Wednesday, November 5, 2008

Too Close for Comfort. Pt.IV

As many of you know (probably better than I do in fact because of the limited access I have to the internet, and the outside world), there has been an outbreak of violence in the eastern region of the Congo, near the borders of Rwanda and Uganda. There has been almost continual war and political instability in that region since the DRC gained it’s independence about fifty years ago. To put it into perspective, a BBC article I read stated that this continual war “has killed more people than any other conflict since World War II.” There have been improvement in recent years, however, and there had been hopes that it would continue in that progressive direction. The DRC is still home to the largest UN Peacekeeping force in the world, many of which are based in Goma, currently, one of the main areas of conflict.

As you might recall, I visited Rwanda just last month, where I stayed for two nights in Gisenyi, a town that borders the DRC border. From Gisenyi, you can easily see, and even walk to, Goma. Chris took this picture from the beach in Gisenyi, and while it was the birds in the foreground that he was focusing on, I’m posting this picture because of the buildings in the background, which are part of the town of Goma.
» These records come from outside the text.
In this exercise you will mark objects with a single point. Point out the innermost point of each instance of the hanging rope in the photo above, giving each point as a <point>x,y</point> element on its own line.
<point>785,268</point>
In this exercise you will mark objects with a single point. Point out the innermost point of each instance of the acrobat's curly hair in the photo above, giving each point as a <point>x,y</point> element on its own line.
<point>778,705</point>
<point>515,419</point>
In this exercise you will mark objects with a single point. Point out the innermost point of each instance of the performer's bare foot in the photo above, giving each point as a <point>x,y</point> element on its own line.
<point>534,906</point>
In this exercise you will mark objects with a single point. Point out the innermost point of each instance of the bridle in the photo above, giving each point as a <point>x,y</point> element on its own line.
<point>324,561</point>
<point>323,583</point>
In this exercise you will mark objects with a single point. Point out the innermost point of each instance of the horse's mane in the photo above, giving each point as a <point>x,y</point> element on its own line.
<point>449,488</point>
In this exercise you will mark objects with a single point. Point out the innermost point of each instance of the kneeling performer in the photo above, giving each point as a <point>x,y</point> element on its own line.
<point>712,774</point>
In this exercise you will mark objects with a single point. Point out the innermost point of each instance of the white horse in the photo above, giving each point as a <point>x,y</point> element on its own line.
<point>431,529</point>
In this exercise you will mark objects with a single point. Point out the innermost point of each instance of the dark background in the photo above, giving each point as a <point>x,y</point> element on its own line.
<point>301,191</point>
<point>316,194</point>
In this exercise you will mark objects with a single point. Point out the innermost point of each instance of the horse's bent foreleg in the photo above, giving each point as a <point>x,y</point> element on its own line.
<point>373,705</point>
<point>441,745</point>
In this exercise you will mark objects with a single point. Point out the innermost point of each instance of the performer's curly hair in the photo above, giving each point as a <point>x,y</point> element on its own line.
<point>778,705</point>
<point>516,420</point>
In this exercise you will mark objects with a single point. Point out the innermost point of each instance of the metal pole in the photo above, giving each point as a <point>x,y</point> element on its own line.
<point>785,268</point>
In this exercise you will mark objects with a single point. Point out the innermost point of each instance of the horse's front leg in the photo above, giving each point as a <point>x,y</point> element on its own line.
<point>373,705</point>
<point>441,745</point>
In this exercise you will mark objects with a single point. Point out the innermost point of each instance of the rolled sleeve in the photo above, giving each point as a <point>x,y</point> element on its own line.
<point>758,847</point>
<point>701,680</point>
On a side note, the strange looking rocks that the birds are perched upon are actually lava, from a volcanic explosion that just happened in Goma in the past decade or so I believe. So the name Goma may sound familiar because of that tragic event. Anyway, you can see that I was literally just a stone’s throw from Goma. In fact, one of the guys that I met while I was in Gisenyi (re: Oct 6 Blog) attended school in Goma because school fees were cheaper there and that was what his parents were able to afford. I hope that he has not been caught up in the most recent conflicts.

In another strange coincidence, on the bus leaving Gisenyi, I met a former RMC grad who is currently serving with MONUC, the UN peacekeeping force in Goma. According to the latest news that I have heard, rebel forces have been in combat with UN forces and are on the brink of overrunning the city. The New Vision, the daily Ugandan newspaper, has reported that over six thousand Congolese refugees have fled across the Congo-Uganda border towards the town of Kisoro. In response, Ugandan soldiers have been deployed into that area to help stabilize the increasingly chaotic situation, and to inhibit any fighting from entering the country. Tim, our in country director, called us on Saturday morning to ask about our whereabouts and to warn us not to travel to that region because of these recent events. The border where these thousands of refugees are entering Uganda is the same one that we crossed just a month ago on our way back from Rwanda; we even stopped for lunch in Kisoro on our journey home.

It is definitely sobering to realize how close these events are happening to me, both in reference to time and location. It’s also a strong reminder that regions here in East Africa can still be very much unstable, and have the potential to abruptly change for the worse. Unfortunately, reversing the damage is a much slower process.

On a completed unrelated tangent, I’ve probably eaten over a hundred crickets in the last couple of days. We’d heard that crickets and ants are common snacks here in Uganda but it wasn’t until Mike happened to spot them just outside the market on Monday that we had the chance to try them out. It was just the seven of us interns, and not knowing the proper way to prepare the crickets, we just fried them (some of which have still been alive) in a frying pan with a bit of oil and salt. It turns out that that’s exactly how Ugandans do it, as we brought some back with us (yes, we… mainly I, like them so much that we had to get them again) to Kasese and Peter, the guesthouse’s super pro cook, just fried them as we had done. They’re not a bad snack, and they’re really cheap; you can buy a bag with a couple hundred of them for about a buck!